1.4.2. Quantitative Assessment of MR with CMR

The MRvol and MR RF can be measured according to different methods using a combination of 2D phase contrast velocity mapping and cine images.
  • The standard approach implies the quantification of MRvol and MR RF considering the difference between the LV stroke volume calculated using the planimetry of SSFP images and the aortic (systolic) forward volume obtained by phase-contrast images (AoPC).
  • If no other valve regurgitation or haemodynamically significant shunt are present, the MRvol can be derived by the difference between the LV stroke volume and the RV stroke volume calculated using the planimetry of SSFP images. It must be noted that, given the relatively lower precision with which the RV stroke volume is quantified compared with the LV stroke volume, intra- and inter-observed variability is lower compared with other methods [11].
  • The difference between the mitral inflow stroke volume and the AoPC. If this method is suitable for patients with multiple valve regurgitations, the fact that 2D phase-contrast CMR requires static imaging planes and cannot adapt to valve motion may result in some inaccuracy [12].
  • Finally, if 4D-flow is available, a direct quantification of the MR flow with retrospective mitral valve tracking can also be performed.

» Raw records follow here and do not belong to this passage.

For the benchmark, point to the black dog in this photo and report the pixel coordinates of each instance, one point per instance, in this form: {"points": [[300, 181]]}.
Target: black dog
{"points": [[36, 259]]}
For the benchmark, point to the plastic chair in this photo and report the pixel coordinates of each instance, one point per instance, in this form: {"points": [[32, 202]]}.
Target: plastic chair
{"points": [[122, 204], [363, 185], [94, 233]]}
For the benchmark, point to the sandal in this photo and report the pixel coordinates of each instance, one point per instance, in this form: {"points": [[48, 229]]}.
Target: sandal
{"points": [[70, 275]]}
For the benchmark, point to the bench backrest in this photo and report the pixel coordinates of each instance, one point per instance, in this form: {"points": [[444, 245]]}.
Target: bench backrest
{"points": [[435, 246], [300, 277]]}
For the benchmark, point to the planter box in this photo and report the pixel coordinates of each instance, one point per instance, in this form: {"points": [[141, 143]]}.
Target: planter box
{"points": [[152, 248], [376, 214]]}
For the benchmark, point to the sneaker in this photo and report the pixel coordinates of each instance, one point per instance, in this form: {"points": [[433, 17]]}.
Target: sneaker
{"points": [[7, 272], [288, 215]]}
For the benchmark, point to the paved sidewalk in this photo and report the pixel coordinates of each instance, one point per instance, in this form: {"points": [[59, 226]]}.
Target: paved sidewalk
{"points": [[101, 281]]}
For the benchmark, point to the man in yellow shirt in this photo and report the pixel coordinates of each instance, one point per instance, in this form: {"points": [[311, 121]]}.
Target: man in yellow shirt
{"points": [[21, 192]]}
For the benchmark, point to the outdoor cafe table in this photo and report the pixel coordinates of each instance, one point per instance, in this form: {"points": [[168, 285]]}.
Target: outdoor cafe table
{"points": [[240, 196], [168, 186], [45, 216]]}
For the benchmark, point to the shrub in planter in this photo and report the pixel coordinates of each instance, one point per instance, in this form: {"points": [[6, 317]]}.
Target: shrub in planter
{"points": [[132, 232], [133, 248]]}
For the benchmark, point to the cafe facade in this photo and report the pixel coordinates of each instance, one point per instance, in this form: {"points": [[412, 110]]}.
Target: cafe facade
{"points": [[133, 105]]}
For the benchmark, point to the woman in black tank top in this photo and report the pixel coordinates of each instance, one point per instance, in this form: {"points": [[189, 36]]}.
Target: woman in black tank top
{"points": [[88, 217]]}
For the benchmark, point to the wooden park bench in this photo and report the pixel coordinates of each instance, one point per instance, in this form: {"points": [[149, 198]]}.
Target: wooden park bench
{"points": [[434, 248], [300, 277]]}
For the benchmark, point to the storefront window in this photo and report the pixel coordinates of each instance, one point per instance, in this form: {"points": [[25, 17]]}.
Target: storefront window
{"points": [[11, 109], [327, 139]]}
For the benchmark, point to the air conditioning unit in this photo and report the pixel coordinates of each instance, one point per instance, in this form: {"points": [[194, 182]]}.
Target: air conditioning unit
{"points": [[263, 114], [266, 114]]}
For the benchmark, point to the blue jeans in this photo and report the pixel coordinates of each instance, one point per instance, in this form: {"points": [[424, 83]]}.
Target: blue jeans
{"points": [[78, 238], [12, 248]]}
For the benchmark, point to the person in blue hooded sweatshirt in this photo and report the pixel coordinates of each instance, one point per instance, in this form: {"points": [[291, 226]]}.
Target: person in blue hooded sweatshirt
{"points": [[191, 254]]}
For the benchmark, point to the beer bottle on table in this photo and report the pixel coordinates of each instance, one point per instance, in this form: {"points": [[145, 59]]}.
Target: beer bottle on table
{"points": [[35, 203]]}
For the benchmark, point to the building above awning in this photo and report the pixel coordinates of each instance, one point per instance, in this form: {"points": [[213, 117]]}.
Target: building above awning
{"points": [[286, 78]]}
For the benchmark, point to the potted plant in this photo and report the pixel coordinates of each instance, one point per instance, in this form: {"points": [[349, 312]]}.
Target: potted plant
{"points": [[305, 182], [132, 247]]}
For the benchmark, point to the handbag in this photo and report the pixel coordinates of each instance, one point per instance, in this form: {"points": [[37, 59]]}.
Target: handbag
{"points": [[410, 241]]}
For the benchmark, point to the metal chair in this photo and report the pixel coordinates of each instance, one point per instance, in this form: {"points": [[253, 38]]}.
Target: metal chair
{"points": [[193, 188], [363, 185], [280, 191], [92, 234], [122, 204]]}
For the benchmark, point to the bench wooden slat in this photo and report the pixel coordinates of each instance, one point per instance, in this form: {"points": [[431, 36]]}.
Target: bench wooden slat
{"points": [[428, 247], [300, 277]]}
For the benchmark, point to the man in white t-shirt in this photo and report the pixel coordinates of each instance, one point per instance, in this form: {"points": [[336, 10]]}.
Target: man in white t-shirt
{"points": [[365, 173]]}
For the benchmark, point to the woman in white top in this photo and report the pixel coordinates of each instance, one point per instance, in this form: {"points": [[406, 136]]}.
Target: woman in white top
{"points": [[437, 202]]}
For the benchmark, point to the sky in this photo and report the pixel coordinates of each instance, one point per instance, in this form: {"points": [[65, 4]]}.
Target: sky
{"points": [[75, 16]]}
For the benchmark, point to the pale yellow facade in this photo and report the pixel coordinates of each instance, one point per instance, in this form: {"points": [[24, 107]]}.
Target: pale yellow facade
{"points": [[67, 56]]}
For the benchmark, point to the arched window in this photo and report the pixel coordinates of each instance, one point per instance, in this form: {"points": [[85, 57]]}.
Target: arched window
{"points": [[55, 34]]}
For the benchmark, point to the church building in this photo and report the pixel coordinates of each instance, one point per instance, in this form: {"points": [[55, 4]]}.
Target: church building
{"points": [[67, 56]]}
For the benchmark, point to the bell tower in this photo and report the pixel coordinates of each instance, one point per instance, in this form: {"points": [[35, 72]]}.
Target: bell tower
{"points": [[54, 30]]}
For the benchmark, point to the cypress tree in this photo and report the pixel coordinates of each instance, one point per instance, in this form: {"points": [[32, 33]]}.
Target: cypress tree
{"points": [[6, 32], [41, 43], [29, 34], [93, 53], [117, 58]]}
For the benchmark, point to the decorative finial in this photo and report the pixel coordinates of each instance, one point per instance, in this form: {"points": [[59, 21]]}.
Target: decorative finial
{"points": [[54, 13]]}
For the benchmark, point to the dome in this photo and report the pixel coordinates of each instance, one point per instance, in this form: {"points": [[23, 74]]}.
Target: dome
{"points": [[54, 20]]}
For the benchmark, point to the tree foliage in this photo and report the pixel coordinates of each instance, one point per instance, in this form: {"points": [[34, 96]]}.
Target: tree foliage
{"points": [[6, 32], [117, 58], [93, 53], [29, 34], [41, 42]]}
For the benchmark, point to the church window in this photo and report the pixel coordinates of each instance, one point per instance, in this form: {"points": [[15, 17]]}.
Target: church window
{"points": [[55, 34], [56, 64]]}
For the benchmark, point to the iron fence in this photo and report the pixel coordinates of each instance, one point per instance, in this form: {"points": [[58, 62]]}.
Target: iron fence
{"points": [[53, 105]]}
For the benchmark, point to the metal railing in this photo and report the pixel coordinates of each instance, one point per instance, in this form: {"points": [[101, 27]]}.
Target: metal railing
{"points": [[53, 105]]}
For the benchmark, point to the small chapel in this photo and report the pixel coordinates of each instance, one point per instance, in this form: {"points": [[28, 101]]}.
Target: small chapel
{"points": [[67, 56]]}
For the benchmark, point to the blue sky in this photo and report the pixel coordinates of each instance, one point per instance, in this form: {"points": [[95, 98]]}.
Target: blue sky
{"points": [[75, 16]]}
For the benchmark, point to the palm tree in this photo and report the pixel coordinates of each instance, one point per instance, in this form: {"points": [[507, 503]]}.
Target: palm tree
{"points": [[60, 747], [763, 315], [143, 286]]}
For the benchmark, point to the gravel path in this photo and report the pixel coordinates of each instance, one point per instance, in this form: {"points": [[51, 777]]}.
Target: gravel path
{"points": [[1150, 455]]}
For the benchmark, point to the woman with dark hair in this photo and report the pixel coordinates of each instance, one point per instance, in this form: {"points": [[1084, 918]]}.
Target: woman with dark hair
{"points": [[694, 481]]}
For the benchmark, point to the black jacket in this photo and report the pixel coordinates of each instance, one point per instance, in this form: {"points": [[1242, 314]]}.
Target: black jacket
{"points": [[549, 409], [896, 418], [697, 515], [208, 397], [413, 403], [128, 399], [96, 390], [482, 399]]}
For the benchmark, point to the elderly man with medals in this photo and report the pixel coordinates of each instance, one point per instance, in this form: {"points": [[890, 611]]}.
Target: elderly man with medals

MR jets are quantified by defining a systolic reformatted plane perpendicular to the single jet or individually for multiple jets. Otherwise, a reconstructed aortic plane using the retrospective valve-tracking method can be used to quantify AoPC. This measurement can then be used to quantify the MR volume or fraction using the standard LVSV–AoPC method.

1.4.3. 4D Flow

4D flow velocity-encoded CMR imaging is an emerging technique that involves phase-contrast acquisition with flow encoding in all three spatial directions and to the dimension of time. New advances in 4D flow MRI [13] are growing, enabling a more in-depth quantification of MR. Research on this modality has been growing over the past years, and it has enabled not only the quantification of aortic forward flow but also the valve tracking, indirect regurgitant flow tracking, regurgitant jet quantification, and computation of mitral forward flow [14,15]. In a study by Fidock et al. in 2021 [16], 35 patients with different levels of MR severity were recruited for CMR, including the acquisition of 2D cines and 4D flow, and four different methods for MR quantification were compared. Patients were distributed into three groups: having Primary MR, having secondary MR, and having had mitral valve replacement (MPV). The most reproducible technique was reported to be regurgitation assessment based on the correlation between the mitral inflow and aortic inflow, both measured directly from 4D flow MRI data. In 2020, Blanken et al. [17] compared valve tracking and flow tracking semiautomatic quantification techniques to investigate the reproducibility of each measurement in 34 MR patients with different MR severity diagnoses, and they concluded that flow tracking of the regurgitation jets provided more accurate quantification of MR in terms of agreement with the indirect reference measurement, particularly for severe MR cases [17]. Notably, with the advances in accelerated 4D flow MRI, the scan time could possibly be reduced whilst maintaining the accuracy in results. For instance, in 2022, Blanken et al. [18] introduced a new sampling pattern for acquiring a faster 4D flow CMR for valvular quantification, enabling whole heart acquisitions in a short scan time (<10 min) with reliable MR quantification. Additionally, the introduction of the so-called free-running techniques could become a valuable aid in simplifying the scanning workflow, as they acquire imaging data without interruptions over a fixed period and without the need for complex slice positions or navigator placement [18,19]. Nevertheless, a validation of these techniques for MR quantification is still lacking.
However, in contrast to the previous decade, several options of analysis tools for 4D flow are available, and, to date, a standardized analysis process that allows for a uniform workflow and will generate reproducible and comparable quantification is lacking [4].
Clearly, in clinical settings, 4D flow will not replace echocardiography, but since it can provide a reliable quantification of MR when compared with 3D transesophageal echocardiography and has the direct advantages of a non-invasive technique that does not require sedation, it should be considered as a compliment technique. Additionally, it can be used in patients with comorbidities that prevent the use of transesophageal echocardiography [12].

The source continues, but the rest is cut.